Przy tym podziale powstanie zachwianie linii ogrodzeń, dookoła stare domy i ogrodzenia czyli nikt ich dłuuuuuuugo nie ruszy, czyli szanse na poszerzenie to około 100 lat, z ładnej uliczki z linią ogrdzeń zrobi się "szczerbata szczęka" co kawałek linia przesunięta.
I jeszce jedno pytanie :wink: , w lini pasa 2 m jest wiekowy o wys. około 2 m , jak gmina to przjmie kto będzie to utrzymywał, czy gmina przejmie obowiązek?????? :-? :wink:



szpclab - 20-09-2006 11:24
Czy wójt/gmina/starostwo może zablokować podział i sprzedaż działki budowlanej jeśli nie ma do niej prawnego dojazdu (droga)?
Czy notariusz powinien mieć coś przeciwko sporządzeniu aktu na działkę budowlaną bez drogi?

Pozdrawiam,
S.



kowala - 20-09-2006 15:59
Hej!
Moj problem to wysokosc do kalenicy. Moje WZ okreslają wysokosc do 8,5 m. Nam podoba się projekt z wysokoscia 8,70 m. Zresztą w wiekszosci projektow, ktore wpadaja nam w oko, wysokosc jest w granicach 9m. Pytalam architekta czy da sie projekt jakos "przerobic", ale od razu powiedzieał, ze nie. Czy rzeczywiscie nie da sie z tym nic zrobic? Co w tej sytuacji powinnam zrobic? Moze ktos mial podobny problem?

pozdr.
Kowala



oskar0259 - 20-09-2006 18:12
Eugeniusz_
W zasadzie bezbłędnie udało mi się przewidzieć przebieg wypadków.

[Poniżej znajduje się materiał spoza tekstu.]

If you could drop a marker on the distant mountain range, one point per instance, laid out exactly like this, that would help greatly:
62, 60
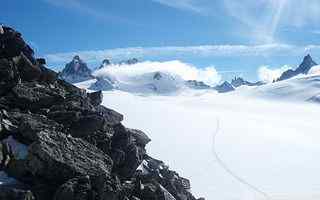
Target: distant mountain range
107, 62
76, 71
160, 82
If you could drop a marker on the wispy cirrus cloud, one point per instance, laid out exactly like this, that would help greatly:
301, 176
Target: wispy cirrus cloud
265, 18
85, 8
192, 5
187, 51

Masz kilka wyjść:
1) próbować odwoływać się od decyzji (o WZ) i postanowienia (opiniujacego projekt podziału) - moim zdaniem, jeśli w aktach tych nie ma uchybień prawnych (tzn. np. błędnej podstawy prawnej) to radzej SKO je podtrzyma.
2) zaakceptować stan ustalony w decyzji oraz postanowieniu i co najwyżej próbować, z udziałem geodety, który będzie wydzielał działki, negocjować najmniej "toksyczne" dla siebie rozwiązanie.
Co do pytań: podstawę prawną do wydzielenia działek pod drogi (ocelowo publiczne) i przekazania ich z mocy prawa na własność gminy będziesz miał w decyzji podziałowej - podstawa to ustawa o gospodarce nieruchomościami, art. 98:
Art. 98. 1. Działki gruntu wydzielone pod drogi publiczne: gminne, powiatowe, wojewódzkie, krajowe - z nieruchomości, której podział został dokonany na wniosek właściciela, przechodzą z mocy prawa odpowiednio na własność gminy, powiatu, województwa lub Skarbu Państwa z dniem, w którym decyzja zatwierdzająca projekt podziału stała się ostateczna, a orzeczenie o podziale prawomocne. Przepis ten stosuje się także do nieruchomości, której podział został dokonany na wniosek użytkownika wieczystego, z tym że prawo użytkowania wieczystego działek gruntu wydzielonych pod drogi publiczne wygasa z dniem, w którym decyzja zatwierdzająca projekt podziału stała się ostateczna, a orzeczenie o podziale prawomocne.
2. Właściwy organ składa wniosek o ujawnienie w księdze wieczystej praw gminy, powiatu, województwa lub Skarbu Państwa do działek gruntu wydzielonych pod drogi publiczne.
3. Za działki gruntu, o których mowa w ust. 1, przysługuje odszkodowanie w wysokości uzgodnionej między właścicielem lub użytkownikiem wieczystym a właściwym organem. Jeżeli do takiego uzgodnienia nie dojdzie, odszkodowanie ustala się i wypłaca według zasad i trybu obowiązujących przy wywłaszczaniu nieruchomości.
4. Jeżeli w wyniku podziału nieruchomości wzrośnie jej wartość, zarząd gminy może ustalić w drodze decyzji opłatę adiacencką z tego tytułu. Stawkę procentową opłaty adiacenckiej ustala rada gminy w drodze uchwały w wysokości nie większej niż 50% różnicy wartości nieruchomości. Przepisy art. 145, art. 146 ust. 2 i ust. 3, art. 147 oraz art. 148 ust. 1-3 stosuje się odpowiednio.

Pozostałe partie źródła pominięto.